Sekar? batin Gia dan Hana.

"Eh, Kak Andis berdarah?" ucapnya yang melihat luka segar di bagian pipi kiri Andis.

"Oh ini--"

Belum sempat berbicara, Gia tiba-tiba menempelkan plester bergambar spongebob ke pipi Andis yang terluka.

"Get well soon, Kak," ucapnya pada Andis.

"Oh ... makasih, ya--"

"Gia Pranindya," ucap Gia memperkenalkan diri.

"Makasih ya, Gia," balas Andis berterimakasih pada gadis yang menempelkan plester ke lukanya.

"Di panggilnya, Gigi," celetuk Kiran.

"Kalo ini Farhana Az-zarha," lanjut Kiran yang memperkenalkan Hana.

"Oh iya, Gia gambarnya bagus loh," ucap Kiran ceplas-ceplos.

"Ayo, Han kita pulang, bye Kiran, bye, Kak Andis," ucap Gia yang kabur sambil menarik tangan Hana.

Kiran dan Andis hanya memperhatikan mereka yang tiba-tiba pergi. Setelah itu Kiran dan Andis pergi ke kursi untuk melanjutkan berbincang dengan Sekar untuk beberapa menit sebelum ia pulang.

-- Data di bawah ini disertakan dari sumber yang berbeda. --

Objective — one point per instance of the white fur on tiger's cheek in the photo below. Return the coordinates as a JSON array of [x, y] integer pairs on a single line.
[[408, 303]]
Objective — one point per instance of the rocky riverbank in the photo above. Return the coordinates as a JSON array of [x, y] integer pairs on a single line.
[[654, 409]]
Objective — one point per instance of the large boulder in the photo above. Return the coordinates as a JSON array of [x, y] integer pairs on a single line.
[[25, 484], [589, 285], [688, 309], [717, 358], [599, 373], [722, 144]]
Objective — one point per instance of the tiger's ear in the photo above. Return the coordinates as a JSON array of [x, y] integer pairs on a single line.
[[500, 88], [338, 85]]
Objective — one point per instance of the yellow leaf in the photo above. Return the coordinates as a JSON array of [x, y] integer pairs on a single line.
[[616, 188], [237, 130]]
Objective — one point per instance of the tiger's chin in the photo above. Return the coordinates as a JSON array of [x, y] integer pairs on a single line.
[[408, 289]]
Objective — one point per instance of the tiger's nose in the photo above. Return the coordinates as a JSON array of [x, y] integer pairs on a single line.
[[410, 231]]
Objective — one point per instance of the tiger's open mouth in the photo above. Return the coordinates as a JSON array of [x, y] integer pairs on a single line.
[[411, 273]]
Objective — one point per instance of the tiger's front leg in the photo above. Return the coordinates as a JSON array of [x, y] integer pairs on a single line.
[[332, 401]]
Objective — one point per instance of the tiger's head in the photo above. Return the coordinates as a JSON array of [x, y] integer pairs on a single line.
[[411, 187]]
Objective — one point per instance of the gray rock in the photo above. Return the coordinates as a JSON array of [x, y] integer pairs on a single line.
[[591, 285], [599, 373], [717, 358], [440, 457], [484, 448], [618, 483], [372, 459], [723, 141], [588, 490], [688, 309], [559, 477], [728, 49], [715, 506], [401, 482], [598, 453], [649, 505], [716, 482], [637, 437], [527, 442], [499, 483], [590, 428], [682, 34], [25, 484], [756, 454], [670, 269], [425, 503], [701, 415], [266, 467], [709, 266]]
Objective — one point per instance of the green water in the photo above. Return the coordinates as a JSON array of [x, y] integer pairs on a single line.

"Kak ...," panggil Kiran lirih.

Andis menoleh ke arah Kiran.

"Pernah ga sih? diikutin sesuatu yang ga bisa dilihat?"

Kiran dan Andis memang bisa melihat keberadaan mereka yang tak terlihat, tetapi ada kalanya mereka tak bisa melihat makhluk-makhluk itu, ada di antara mereka yang bisa menyembunyikan keberadaannya, bahkan di hadapan Andis. Anna dan Tumenggung juga memiliki kemampuan seperti itu, makhluk-makhluk kelas tinggi.

"Beberapa waktu lalu ... Kiran sama temen-temen main Jailangkung ...,"

"Ngapain sih main gituan?" tanya Andis yang sudah menebak ke mana arah pembicaraan mereka.

"Ya ... karena, Kiran dianggap bisa berinteraksi sama mereka, jadi temen-temen ngajakin main," ucapnya sambil menatap ke arah tanah.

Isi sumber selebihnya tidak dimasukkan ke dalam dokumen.